美智子さまが51歳のときに子宮筋腫の手術を受け、退院した日のことだ。

 宮内庁病院の玄関で、当時の礼宮(秋篠宮)さまや紀宮さま(黒田清子さん)とともに待っていた、明仁殿下(上皇さま)の胸に、そっと顔を寄せた。ご夫妻の「絆」を垣間見るような瞬間であった。

 上皇ご夫妻を長年知る人物は、こう口にする。

「美智子さまのなかには、ご自分たちが愛し合って生きてきた一面もある、ということを知っていてほしいという思いが、悲しいまでにおありになる」

 この話が意味することは何か。

 いまから60年前、おふたりがご成婚を2カ月後に控えた1959年2月6日。自民党の平井義一衆院議員は国会で、宇佐美毅宮内庁長官に迫った。

「皇太子殿下が軽井沢のテニス・コートで見そめて、自分がいいというようなことを言うたならば、(中略)私の子供と変わりない。これが果たして民族の象徴と言い得るかどうか私は知りませんが、あなたから進言をされたものか、皇太子殿下が自分で見そめられたものか、この点をお尋ねしたい」

 これに対し、宇佐美長官は、

「世上で一昨年あたりから軽井沢で恋愛が始まったというようなことが伝えられますが、その事実は全くございません。(中略)われわれも御推薦申し上げ、殿下も冷静な観察をなさって御決心になった」

 と「恋愛」を否定した。「恋愛」が問題視されたのはなぜか。元朝日新聞記者で当時、お妃選考の取材を担当した佐伯晋さんは、こう話す。

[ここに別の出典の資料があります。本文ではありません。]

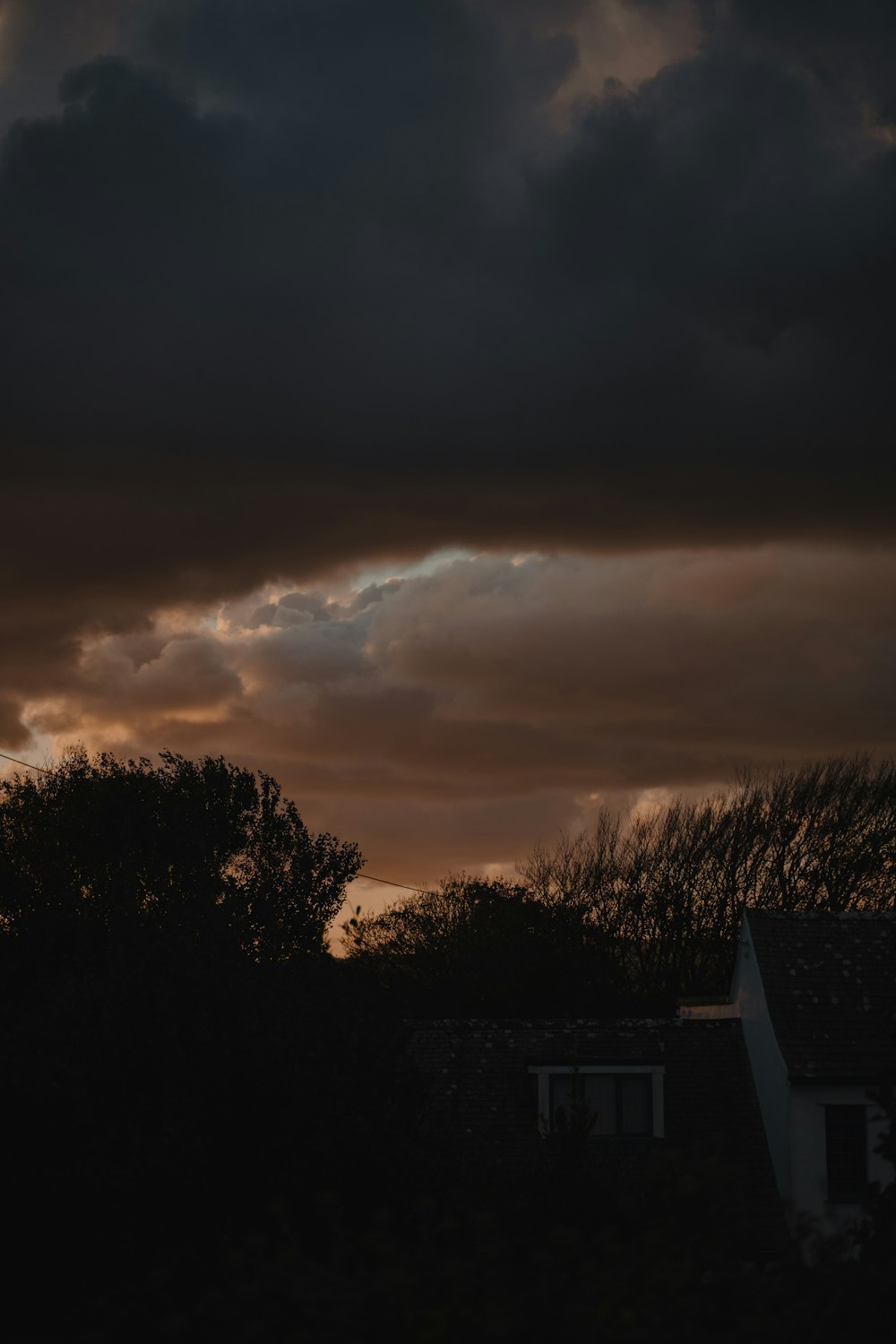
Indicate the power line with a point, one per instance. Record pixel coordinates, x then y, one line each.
26 763
366 876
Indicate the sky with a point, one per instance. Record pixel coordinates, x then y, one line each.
471 411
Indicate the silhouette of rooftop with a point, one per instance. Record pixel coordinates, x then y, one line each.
831 986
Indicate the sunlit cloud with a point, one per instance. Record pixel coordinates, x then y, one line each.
452 714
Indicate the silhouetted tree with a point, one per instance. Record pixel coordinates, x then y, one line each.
484 946
203 851
668 889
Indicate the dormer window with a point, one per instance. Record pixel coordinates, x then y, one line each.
613 1101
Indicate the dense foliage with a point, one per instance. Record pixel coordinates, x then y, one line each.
643 910
187 851
211 1131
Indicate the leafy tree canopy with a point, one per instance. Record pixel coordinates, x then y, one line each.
193 849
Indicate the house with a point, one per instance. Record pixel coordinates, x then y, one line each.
777 1078
498 1090
815 996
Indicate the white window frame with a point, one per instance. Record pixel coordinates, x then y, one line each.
656 1072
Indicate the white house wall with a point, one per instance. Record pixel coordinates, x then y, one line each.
769 1069
809 1164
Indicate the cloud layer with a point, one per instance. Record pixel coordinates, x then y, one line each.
452 718
290 287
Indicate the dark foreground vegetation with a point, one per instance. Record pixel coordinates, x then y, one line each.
207 1128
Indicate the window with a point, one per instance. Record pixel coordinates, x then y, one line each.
847 1150
600 1102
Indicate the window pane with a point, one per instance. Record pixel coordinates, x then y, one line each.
562 1097
600 1098
635 1104
847 1144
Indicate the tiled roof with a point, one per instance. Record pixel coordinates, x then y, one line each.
831 986
482 1099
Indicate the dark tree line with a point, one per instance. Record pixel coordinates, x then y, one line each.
643 910
207 1123
202 852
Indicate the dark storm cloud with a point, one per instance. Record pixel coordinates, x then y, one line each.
289 282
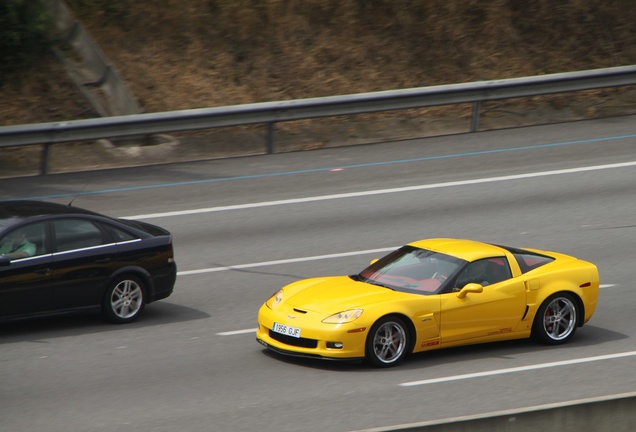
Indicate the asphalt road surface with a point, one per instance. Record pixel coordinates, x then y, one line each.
244 227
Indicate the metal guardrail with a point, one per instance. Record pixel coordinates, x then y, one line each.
270 113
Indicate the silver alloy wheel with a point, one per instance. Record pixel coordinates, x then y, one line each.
126 299
559 318
389 342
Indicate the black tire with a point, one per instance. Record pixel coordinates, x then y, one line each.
388 342
557 319
125 300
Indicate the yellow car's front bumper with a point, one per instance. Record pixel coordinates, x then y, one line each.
317 339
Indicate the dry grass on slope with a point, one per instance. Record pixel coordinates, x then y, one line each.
180 54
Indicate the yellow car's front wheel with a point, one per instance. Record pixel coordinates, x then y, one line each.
388 342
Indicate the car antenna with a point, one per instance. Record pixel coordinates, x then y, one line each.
70 204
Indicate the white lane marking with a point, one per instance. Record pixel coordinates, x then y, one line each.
285 261
382 191
519 369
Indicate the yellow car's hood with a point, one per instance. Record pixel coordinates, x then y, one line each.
337 294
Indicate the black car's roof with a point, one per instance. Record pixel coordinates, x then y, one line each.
17 210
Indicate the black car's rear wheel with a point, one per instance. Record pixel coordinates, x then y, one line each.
556 320
124 300
388 342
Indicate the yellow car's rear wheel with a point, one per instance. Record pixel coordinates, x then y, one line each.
388 342
556 320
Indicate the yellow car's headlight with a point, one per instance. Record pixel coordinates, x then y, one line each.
344 317
275 300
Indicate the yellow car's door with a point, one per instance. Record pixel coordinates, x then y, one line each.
491 313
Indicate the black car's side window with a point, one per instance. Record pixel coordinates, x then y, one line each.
71 234
24 242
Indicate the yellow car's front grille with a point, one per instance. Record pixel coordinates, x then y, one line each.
289 340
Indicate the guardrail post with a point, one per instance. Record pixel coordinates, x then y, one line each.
44 166
474 121
270 137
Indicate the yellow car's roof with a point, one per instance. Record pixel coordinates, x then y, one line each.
469 250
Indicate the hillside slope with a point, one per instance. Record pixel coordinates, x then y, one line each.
180 54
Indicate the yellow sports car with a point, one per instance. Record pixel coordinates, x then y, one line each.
432 294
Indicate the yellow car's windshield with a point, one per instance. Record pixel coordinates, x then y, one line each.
411 269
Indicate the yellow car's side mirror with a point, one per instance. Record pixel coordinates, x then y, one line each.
470 288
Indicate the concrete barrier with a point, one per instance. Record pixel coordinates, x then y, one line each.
613 413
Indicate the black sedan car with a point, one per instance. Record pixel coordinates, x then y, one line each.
57 258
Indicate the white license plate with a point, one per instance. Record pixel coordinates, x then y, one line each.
286 330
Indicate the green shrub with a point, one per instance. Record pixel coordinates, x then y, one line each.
24 36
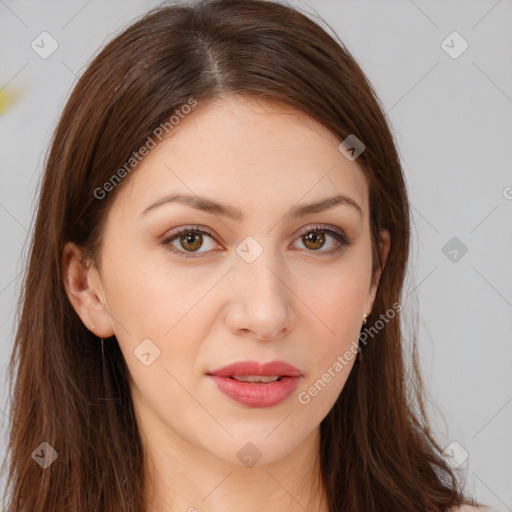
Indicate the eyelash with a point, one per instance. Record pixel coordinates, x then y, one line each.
343 240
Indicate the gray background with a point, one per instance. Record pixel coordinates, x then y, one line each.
451 117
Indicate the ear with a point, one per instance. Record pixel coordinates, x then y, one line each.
85 292
384 245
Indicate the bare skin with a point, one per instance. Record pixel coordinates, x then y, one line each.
299 301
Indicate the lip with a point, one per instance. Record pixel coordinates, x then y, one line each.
257 395
255 368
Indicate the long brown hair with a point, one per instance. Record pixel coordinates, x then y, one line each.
378 452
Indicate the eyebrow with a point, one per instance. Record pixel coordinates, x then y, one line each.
218 208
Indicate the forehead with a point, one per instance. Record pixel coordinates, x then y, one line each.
249 153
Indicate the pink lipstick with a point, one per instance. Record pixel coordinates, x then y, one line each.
257 385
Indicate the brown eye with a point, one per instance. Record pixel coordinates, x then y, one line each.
317 239
191 241
188 242
314 240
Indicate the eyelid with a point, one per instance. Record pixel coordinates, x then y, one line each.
337 233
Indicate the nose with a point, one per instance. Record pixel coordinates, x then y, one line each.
262 304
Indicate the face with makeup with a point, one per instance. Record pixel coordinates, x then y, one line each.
244 236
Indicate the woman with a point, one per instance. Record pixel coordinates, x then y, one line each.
211 310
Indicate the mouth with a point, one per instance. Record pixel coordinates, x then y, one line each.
257 385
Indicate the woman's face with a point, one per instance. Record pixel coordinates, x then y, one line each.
251 281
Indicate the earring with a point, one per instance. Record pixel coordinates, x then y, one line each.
359 352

「恋愛か、宮内庁が誘導したアレンジド・マリッジか──これはデリケートな問題でした。というのも、米国人の人妻と恋に落ち、英国国王の座を捨てた1936年のエドワード8世のシンプソン夫人事件を想起させたのです。つまり、恋愛は皇室を不安定にするものだ、という意識が一部の国民の間にあった時代でした」

 恋愛と明言すれば反発する人たちがいる。逆に宮内庁のアレンジだと言えば、宮内庁は民間から作為的に妃を選んだ、と攻撃される。おふたりにとって、苦しい時期だった。